Fiksi sains, yang biasanya di dalamnya memuat perkembangan-perkembangan IPTEK, telah berperan serta membuat masyarakat mengenal sains lebih dekat tanpa merasa digurui. Kemungkinan-kemungkinan munculnya teknologi masa depan di dalam karya fiksi sains juga bisa memotivasi dalam memelakukan perkembangan dan pemanfaatan IPTEK untuk berbagai kebutuhan.

Fiksi sains juga bisa menjadi sarana belajar tentang kehidupan karena di dalamnya terdapat kisah-kisah tentang kemanusiaan. Sedangkan kehidupan, kita tahu, tidak bisa dipisahkan dari lingkungan atau alam sekitar kita. Siapa yang tidak tahu bahwa membuang sampah di sungai akan berdampak banjir dan kerusakan lingkungan yang lain? Tetapi pemahaman saja tidak cukup untuk mendorong orang merubah prilaku masyarakat yang “jahat” terhadap alam. Di sinilah, fiksi sains mengambil perannya. Sebab lewat karya fiksi, orang diajak bukan saja untuk memahami, lebih dari itu adalah untuk merenungi, sehingga yang muncul kemudian adalah kesadaran yang muncul dari dalam.
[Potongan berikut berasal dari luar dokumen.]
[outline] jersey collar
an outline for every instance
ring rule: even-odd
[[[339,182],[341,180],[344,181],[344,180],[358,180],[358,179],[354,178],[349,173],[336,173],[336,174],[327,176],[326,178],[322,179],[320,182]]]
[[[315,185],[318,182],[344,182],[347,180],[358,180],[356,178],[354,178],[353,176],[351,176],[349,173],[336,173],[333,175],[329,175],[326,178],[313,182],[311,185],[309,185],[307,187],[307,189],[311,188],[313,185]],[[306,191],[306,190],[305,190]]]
Selain lewat fiksi, upaya untuk mensosialisasikan IPTEK memang mesti ditempuh dengan berbagai cara lainnya. Olimpiade sains, lomba-lomba sains, penerjemahan buku-buku IPTEK, dan media (cetak dan elektronik) juga harus turut serta berpartisipasi. Dengan itu, diharapkan masyarakat Indonesia tidak lagi buta dan gagap ilmu pengetahuan dan teknologi.

Share this

Related Posts

Previous
Next Post »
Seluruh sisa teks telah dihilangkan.